It turned out that showing my white skin was no problem at the pool. We ended up going to the subdivision pool because the other friend had something come up. It was great—not too hot, our kids played well together and we were the only people there, so I wasn’t shy about being the opposite of tan.
Around noon it started to rain and we were gathering up our things to go, when my friend L said, “We may have a problem. I think my key to the gate is in my car.”
You see, when we came in, the gates were open for the lawn guys and we just walked in without having to use her key. When the lawn guys left, the gate locked behind them. So there we were, the only people there, locked inside a very high metal fence.
We briefly tried to climb over the fence, but there was no way. She’d left her broken cell phone at home, and mine was in my car.
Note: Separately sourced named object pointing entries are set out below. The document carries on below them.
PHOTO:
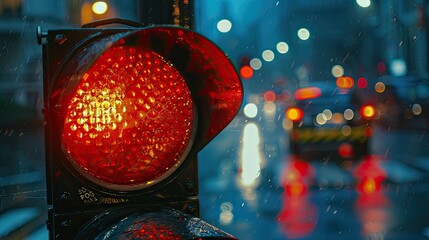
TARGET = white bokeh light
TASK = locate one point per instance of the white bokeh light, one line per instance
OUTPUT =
(224, 25)
(255, 63)
(268, 55)
(337, 71)
(250, 110)
(282, 47)
(303, 34)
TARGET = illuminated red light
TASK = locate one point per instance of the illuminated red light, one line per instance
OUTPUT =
(270, 96)
(307, 93)
(345, 150)
(295, 114)
(345, 82)
(362, 82)
(130, 119)
(367, 111)
(246, 72)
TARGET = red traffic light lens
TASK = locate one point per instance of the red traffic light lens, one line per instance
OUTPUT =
(130, 119)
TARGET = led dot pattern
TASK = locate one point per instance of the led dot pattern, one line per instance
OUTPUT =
(130, 119)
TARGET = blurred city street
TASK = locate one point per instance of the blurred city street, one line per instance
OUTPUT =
(254, 200)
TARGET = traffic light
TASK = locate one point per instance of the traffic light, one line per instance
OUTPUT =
(126, 112)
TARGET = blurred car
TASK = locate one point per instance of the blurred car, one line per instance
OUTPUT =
(403, 102)
(325, 117)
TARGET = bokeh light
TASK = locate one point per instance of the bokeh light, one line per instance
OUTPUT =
(255, 63)
(380, 87)
(268, 55)
(99, 7)
(303, 34)
(363, 3)
(250, 110)
(282, 47)
(337, 71)
(224, 26)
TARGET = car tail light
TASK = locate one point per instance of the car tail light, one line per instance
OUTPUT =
(367, 111)
(307, 93)
(295, 114)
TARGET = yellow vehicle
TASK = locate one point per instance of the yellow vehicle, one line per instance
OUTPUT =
(329, 118)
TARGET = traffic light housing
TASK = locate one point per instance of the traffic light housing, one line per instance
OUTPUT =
(126, 112)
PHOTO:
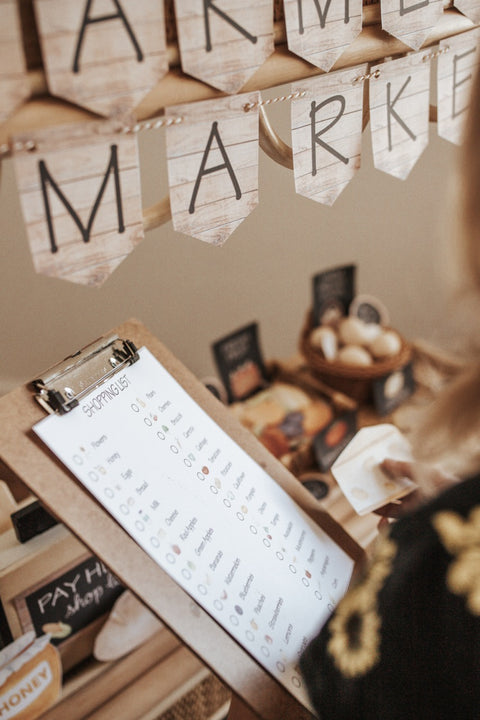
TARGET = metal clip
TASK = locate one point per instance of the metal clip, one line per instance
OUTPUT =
(60, 388)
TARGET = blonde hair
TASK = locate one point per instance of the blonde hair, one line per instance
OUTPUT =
(451, 431)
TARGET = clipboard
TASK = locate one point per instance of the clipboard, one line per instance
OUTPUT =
(57, 488)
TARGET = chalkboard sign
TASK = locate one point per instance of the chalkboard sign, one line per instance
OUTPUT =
(69, 601)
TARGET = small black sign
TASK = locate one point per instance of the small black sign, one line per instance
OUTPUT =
(393, 389)
(333, 291)
(329, 442)
(240, 363)
(72, 600)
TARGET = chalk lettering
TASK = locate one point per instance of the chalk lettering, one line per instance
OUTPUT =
(87, 20)
(317, 135)
(215, 168)
(322, 14)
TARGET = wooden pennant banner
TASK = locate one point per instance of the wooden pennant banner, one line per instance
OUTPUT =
(399, 113)
(469, 8)
(457, 65)
(212, 159)
(79, 188)
(14, 87)
(410, 20)
(223, 42)
(321, 34)
(327, 133)
(105, 55)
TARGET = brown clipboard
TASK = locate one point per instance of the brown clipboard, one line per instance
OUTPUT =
(63, 495)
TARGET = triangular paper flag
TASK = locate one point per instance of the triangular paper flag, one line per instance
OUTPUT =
(410, 21)
(456, 68)
(79, 188)
(212, 159)
(327, 133)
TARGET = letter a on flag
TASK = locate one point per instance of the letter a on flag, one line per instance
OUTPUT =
(456, 69)
(320, 30)
(79, 190)
(105, 55)
(410, 20)
(222, 42)
(14, 85)
(212, 161)
(399, 113)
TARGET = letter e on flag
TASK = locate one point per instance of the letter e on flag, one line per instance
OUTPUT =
(456, 69)
(105, 55)
(223, 43)
(399, 113)
(212, 162)
(79, 190)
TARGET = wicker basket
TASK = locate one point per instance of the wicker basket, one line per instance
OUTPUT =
(355, 382)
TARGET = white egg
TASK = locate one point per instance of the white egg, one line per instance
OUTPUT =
(354, 355)
(388, 343)
(353, 331)
(324, 338)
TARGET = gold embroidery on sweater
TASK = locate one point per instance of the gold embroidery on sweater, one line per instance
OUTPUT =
(461, 538)
(354, 642)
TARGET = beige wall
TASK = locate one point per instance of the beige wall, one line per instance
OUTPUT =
(190, 293)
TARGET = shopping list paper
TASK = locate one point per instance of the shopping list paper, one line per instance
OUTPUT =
(205, 511)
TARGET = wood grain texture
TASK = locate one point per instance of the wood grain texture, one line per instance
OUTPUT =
(14, 83)
(322, 46)
(240, 41)
(414, 24)
(200, 175)
(120, 59)
(456, 69)
(78, 158)
(324, 168)
(469, 8)
(400, 128)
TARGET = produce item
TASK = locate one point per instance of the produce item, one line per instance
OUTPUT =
(283, 417)
(353, 331)
(325, 339)
(387, 344)
(354, 355)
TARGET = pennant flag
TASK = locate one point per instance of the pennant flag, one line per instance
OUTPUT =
(79, 188)
(469, 8)
(212, 160)
(223, 42)
(456, 67)
(105, 55)
(14, 87)
(321, 34)
(399, 113)
(410, 20)
(327, 133)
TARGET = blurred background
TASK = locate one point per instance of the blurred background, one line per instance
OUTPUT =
(190, 293)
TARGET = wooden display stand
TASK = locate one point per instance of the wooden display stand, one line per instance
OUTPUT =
(56, 488)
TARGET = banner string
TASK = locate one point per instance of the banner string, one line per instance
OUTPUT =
(159, 122)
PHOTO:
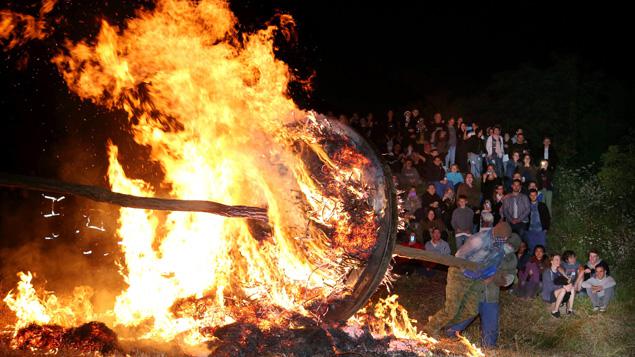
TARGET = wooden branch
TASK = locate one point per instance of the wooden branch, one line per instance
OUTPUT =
(101, 194)
(426, 255)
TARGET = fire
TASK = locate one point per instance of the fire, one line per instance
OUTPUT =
(212, 105)
(389, 318)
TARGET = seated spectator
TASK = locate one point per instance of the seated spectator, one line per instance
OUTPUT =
(511, 167)
(545, 182)
(429, 223)
(529, 278)
(520, 145)
(412, 202)
(409, 175)
(436, 244)
(489, 181)
(436, 172)
(556, 288)
(516, 209)
(462, 221)
(443, 185)
(570, 265)
(469, 190)
(497, 202)
(522, 256)
(454, 176)
(430, 199)
(591, 265)
(600, 289)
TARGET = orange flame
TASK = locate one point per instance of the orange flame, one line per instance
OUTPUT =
(213, 107)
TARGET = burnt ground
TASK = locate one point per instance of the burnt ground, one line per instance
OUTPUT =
(421, 295)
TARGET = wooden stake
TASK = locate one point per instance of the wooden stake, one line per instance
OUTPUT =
(426, 255)
(101, 194)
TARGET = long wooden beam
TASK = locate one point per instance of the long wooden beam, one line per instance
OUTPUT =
(101, 194)
(426, 255)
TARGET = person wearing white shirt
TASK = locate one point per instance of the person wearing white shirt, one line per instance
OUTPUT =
(600, 288)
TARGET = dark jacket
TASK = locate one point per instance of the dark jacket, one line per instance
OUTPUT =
(545, 217)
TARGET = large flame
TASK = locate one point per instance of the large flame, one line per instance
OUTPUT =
(212, 106)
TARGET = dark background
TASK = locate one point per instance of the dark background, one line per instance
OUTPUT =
(563, 69)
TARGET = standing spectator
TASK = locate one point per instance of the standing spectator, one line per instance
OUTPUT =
(448, 205)
(436, 172)
(452, 142)
(516, 209)
(497, 203)
(520, 145)
(441, 142)
(475, 149)
(556, 288)
(436, 244)
(527, 170)
(544, 179)
(409, 128)
(437, 124)
(469, 190)
(600, 289)
(507, 142)
(511, 167)
(548, 153)
(462, 221)
(495, 150)
(539, 221)
(530, 277)
(462, 148)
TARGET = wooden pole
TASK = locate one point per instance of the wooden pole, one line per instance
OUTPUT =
(101, 194)
(426, 255)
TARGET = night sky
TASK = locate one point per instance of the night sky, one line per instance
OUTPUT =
(367, 56)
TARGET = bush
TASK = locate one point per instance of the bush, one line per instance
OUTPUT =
(591, 211)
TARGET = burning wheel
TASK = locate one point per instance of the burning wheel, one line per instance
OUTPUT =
(366, 277)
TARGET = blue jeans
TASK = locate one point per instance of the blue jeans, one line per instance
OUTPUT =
(450, 158)
(489, 312)
(476, 164)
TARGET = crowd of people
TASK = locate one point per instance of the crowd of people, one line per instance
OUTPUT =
(452, 174)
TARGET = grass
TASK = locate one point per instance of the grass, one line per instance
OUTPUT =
(527, 328)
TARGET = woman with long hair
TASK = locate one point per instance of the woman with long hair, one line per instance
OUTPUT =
(529, 279)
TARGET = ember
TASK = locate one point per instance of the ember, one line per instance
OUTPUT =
(89, 337)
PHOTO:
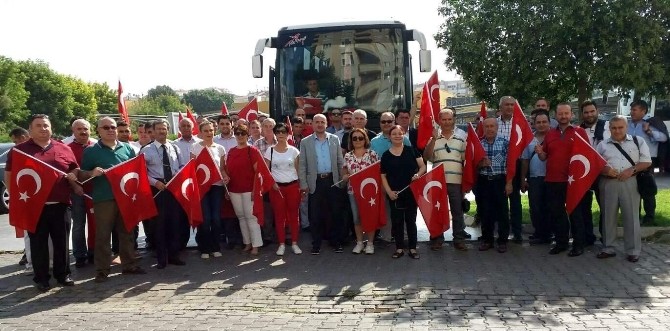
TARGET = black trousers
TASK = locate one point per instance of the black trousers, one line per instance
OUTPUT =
(166, 225)
(325, 213)
(494, 207)
(51, 223)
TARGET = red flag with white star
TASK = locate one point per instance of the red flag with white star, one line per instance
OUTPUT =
(585, 166)
(430, 193)
(369, 195)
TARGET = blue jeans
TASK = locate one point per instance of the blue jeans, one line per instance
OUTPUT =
(79, 248)
(209, 232)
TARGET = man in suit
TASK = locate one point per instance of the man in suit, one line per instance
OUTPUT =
(320, 167)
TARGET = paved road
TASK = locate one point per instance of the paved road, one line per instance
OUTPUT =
(522, 289)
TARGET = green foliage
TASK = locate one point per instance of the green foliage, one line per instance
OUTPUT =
(207, 100)
(558, 50)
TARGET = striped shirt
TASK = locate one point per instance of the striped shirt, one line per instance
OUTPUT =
(452, 157)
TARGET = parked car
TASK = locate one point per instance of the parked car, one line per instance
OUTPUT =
(4, 150)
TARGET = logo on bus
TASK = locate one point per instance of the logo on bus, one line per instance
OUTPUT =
(295, 40)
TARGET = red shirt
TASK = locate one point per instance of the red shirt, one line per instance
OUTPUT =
(558, 146)
(57, 155)
(240, 166)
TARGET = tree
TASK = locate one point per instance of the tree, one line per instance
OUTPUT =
(557, 50)
(207, 100)
(161, 90)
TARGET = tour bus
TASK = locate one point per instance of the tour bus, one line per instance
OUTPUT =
(347, 65)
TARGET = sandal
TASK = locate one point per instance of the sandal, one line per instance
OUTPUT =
(398, 254)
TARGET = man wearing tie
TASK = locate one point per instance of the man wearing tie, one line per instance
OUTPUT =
(163, 162)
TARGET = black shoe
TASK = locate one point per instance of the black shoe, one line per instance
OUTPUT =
(67, 281)
(81, 262)
(23, 260)
(576, 252)
(557, 250)
(176, 262)
(43, 286)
And it started to rain harder.
We gathered the kids under the clubhouse roof and tried to use the pay phone. It wouldn’t take change or let us make a collect call. Then L called 911, which did go through, but the lady didn’t want to send anyone because she said it wasn’t a real emergency. To us, it certainly felt real, because we didn’t know what else to do. We moms were staying calm, but in a weird, frozen-faced way, so that our five-year-olds knew something was up and were starting to get scared and cry. L called the dispatcher back and she sent the fire department out. All we needed was for someone to open her car (she had her car keys) and get the gate keys. Which was accomplished in about 1 minute. The firefighters were very nice and did not even make fun of us when we thanked them and apologized for making them rescue us.
On the plus side, Mr. Blue was excited about getting to see a real, albeit small, fire truck. Our relief was so great we decided to go through the drive-through at McDonald’s and go to L’s house to eat.
And now I need to go take a shower because I smell like sunscreen and sweat and a crisis averted.